To date I have completed three interviews and finished transcribing each of them. The transcription process took quite awhile, which I expected but was still a challenge nonetheless! At this point, I have begun analyzing the data. To do so I have printed out the transcriptions and combed through each one highlighting and annotating along the way. I tried to set up some rough themes beforehand to help structure the analysis. I based these themes off of the literature review I completed before the interviews. These themes were first experiences (timing, knowledge going in, feelings before and after, parent involvement), medical authority (consent, desexualization, pastoral power), medicalization (gendered behavior, sexual pain, body as a locus of power, essentialization), sex education (empowerment, shame, autonomy), and a miscellaneous category. I was not sure what else would pop out to me while I was reading through, so I wanted to leave myself room for that. Eventually, I started to pick up on a separate theme related to access and socio-economic status. All of my participants either directly or indirectly mentioned encountering barriers to care – this typically had something to do with insurance problems. I’m not sure how directly this relates to the other topics my participants discussed, but it was prevalent enough that I couldn’t ignore it. I still have a lot of analysis to do, but everything is starting to come together which is really exciting.

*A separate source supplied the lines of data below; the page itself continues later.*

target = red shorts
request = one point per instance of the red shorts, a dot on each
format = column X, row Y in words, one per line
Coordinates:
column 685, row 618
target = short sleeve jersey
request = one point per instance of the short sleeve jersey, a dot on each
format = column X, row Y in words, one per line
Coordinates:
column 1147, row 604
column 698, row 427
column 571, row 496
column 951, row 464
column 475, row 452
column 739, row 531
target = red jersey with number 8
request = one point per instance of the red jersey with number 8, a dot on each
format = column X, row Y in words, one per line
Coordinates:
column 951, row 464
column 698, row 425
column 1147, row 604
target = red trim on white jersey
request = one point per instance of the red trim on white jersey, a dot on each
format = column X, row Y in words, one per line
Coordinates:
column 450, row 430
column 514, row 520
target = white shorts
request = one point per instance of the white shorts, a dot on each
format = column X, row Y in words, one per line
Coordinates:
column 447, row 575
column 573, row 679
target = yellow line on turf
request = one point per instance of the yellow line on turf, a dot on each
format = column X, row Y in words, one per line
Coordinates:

Also, some professors I’ve talked to have recommended a few more readings that may be relevant to my research. These are Jennifer Reich’s “Neoliberal Parenting and Vaccine Refusal” and her “Neoliberal Parenting, Future Sexual Citizens, and Vaccines Against Sexual Risk.” Nancy Mairs’ “Sex and the Gimpy Girl” was also recommended to me. I plan to read through these pretty soon. Hopefully they’ll offer some new perspectives and give me ideas about what other directions I can take my analysis.